Türk kâğıt oyma sanatının başlangıcı, 5.yy.da Çin'in batısında da yerleşik Orta Asya'da kâğıt ve bilhassa deri oymalar halinde görülmüştür. Aslında kâğıt oymanın başlangıç tarihlerine göz atacak olursak, milâttan önceki yıllarda yaşayan insanlar ölenlere eşlik etsin diye kâğıttan oymalar yapmışlardır. Bu gelenek milâttan sonraki 200'lü yıllara kadar devam etmiştir. Aynı tarihlerde Çin ülkesinde ve daha sonraki tarihlerde Japonya'da da kâğıt oymalar yapılmaktaydı. İç göç nedeniyle Orta Asya'dan ayrılan Türkler Afganistan'dan Akdeniz kıyılarına kadar olan sahada yerleşim alanı bulmuşlar ve burada deri ve kâğıttan oymalar yapmışlardır. Bilhassa cilt içi deri oymaları ile ünlenmişlerdir. Abdullah Kaatı' Herevi adlı bir sanatçı,15.yy.da son Timurlu hükümdarı Hüseyin Baykara himayesinde nadide kâğıt oymalar yaparak bu hususta haklı bir üne kavuşmuş ve bazı talebeler yetiştirmiştir. 15.yy ortalarına doğru, ganimetler yoluyla İstanbul'a getirilen bu sanatçılar ve eserleri, katı' sanatının tekamülüne zemin hazırlamıştır.

 Fatih Sultan Mehmet'in İstanbul'u fethinden sonra Topkapı Sarayı'nda kurdurduğu Saray Nakışhanesi'nde harika kâğıt ve deri oyma örnekler yapılmıştır. Aynı zamanda saray dışında kurulan atölyelerde de albümler içinde minyatürlerin yanı sıra katı' oymalara yer verilmiştir. Çarşı ressamları olarak adlandırılan sanatkarlar tarafından bu atölyelerde yapılan albümleri satın alanlar arasında Alman imparatoru II.Rudolph ve bazı iş adamları da vardır. Ülkemizden satın aldıkları albümleri ülkelerine götürmeleri sayesinde katı' sanatı oralarda da sevilmeye ve icra edilmeye başlamıştır.

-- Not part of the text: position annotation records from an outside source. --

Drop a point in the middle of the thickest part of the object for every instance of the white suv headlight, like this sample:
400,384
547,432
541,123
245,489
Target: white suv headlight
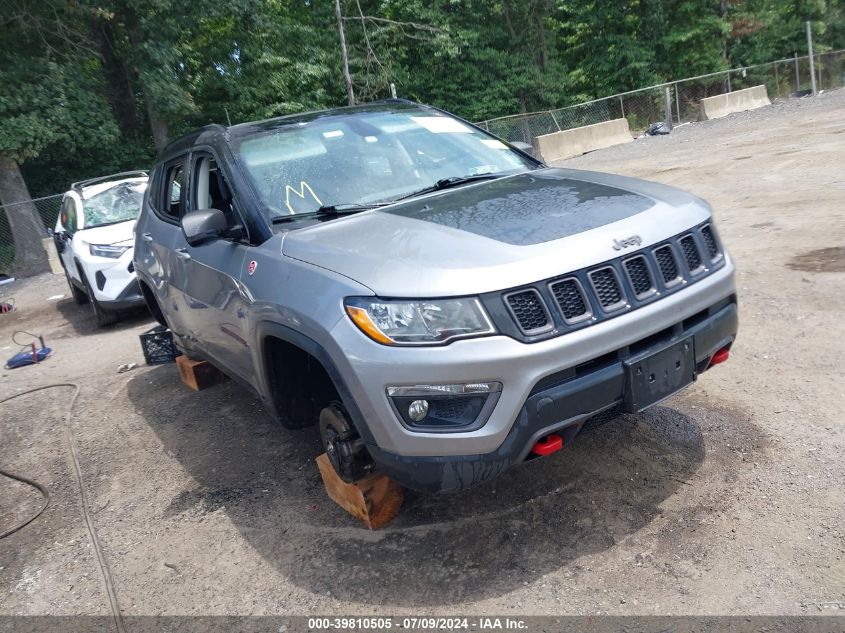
419,322
107,250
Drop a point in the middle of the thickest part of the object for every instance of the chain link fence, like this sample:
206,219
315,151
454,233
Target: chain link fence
23,228
783,78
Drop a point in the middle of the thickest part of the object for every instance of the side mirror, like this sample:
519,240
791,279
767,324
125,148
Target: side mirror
528,148
203,225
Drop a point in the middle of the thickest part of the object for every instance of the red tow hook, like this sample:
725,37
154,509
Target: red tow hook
720,357
547,445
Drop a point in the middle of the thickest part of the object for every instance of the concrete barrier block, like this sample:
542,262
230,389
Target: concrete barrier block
580,140
730,102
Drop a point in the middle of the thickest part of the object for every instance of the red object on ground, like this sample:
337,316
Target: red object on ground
548,445
720,357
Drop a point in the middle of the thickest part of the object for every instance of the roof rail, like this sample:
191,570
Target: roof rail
123,174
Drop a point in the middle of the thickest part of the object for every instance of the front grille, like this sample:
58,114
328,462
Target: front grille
691,254
710,241
571,300
606,284
590,295
640,277
668,266
529,311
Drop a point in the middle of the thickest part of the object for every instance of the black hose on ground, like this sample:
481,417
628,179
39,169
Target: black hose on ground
101,559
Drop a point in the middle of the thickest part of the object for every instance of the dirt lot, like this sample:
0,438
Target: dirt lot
729,499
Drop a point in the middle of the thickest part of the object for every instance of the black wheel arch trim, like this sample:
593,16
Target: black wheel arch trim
266,329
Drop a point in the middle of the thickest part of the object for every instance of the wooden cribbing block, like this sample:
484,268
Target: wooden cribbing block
198,374
375,499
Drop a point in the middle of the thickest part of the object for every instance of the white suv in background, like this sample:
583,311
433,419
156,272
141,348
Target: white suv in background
94,235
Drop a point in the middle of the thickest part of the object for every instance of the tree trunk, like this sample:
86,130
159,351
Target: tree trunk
158,125
117,76
350,93
24,221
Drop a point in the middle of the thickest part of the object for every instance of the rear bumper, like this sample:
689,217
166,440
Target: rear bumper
561,404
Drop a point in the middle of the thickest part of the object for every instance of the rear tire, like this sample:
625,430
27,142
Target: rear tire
103,317
79,296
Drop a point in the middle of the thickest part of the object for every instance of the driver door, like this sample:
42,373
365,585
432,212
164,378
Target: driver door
211,271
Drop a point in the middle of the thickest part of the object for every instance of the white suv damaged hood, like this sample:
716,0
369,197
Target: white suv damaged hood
119,234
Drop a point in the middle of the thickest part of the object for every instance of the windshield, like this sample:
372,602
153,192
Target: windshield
115,204
366,157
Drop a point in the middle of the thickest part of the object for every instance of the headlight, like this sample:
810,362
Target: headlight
419,322
107,250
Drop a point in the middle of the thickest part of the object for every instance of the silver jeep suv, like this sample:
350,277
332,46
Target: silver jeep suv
442,304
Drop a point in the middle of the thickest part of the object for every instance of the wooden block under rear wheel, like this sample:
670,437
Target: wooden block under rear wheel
198,374
374,499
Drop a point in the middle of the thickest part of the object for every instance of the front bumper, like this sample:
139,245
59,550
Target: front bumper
562,403
113,281
368,369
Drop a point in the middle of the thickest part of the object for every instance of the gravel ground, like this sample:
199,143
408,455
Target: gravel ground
726,500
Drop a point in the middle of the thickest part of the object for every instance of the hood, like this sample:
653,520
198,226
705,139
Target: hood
119,234
497,234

 Dünya üzerinde bu sanatı icra eden farklı ülkeler mevcut, onların konumunu ve Türkiye ile kıyasladığımızda aradaki farkı nasıl açıklarsınız?

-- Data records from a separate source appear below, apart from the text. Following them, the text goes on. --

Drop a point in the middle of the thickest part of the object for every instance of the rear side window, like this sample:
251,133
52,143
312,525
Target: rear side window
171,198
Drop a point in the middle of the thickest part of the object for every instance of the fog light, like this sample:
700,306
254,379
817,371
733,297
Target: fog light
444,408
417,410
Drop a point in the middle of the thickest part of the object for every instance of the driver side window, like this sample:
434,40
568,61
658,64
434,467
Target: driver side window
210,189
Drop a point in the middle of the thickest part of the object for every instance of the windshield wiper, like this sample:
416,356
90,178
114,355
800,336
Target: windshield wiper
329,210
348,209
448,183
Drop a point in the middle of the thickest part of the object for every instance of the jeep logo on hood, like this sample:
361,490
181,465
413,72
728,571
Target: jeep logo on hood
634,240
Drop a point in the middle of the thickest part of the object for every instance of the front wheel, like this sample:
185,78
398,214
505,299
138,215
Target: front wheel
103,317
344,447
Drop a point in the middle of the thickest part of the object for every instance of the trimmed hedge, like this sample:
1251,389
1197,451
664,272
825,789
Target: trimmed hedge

 Sanatın Avrupa'da yaygınlaşmasında ve başlamasında Türk sanatçılarının yaptığı albümlerin önemli bir katkısı olmuştur. Şu noktayı ehemmiyetle tebarüz ettirmek gerekir ki bu albümlerden ilham alarak, ülkeler kendi yaşantılarını tasvir eden tasarımları ile silhouette (gölge resim) adı altında yalın kat çalışmalar yapmışlar ve her ülke yaptıkları kâğıt oymalara kendi lisanlarınca isim vermişlerdir. Polonya'da: Wycinaki, Fransa'da: L'art de la Silhouette, Almanya'da: Silhouettenkunst, İsveç ve İsviçre'de: Scherenschnitt, İngiltere'de: Paper-cut  gibi. 18.yy.da da Avrupalı sanatçıların Amerika'ya ilticası nedeniyle oradaki eyaletlerde de kâğıt oymalar yapılmıştır. Günümüzde kâğıt oyma çalışmalarına daha değişik formlarda devam etmektedirler, hatta Avrupa ve Amerika'nın bazı bölgelerinde kolaylık açısından, el kesimi yerine lazer kesimini tercih etmektedirler.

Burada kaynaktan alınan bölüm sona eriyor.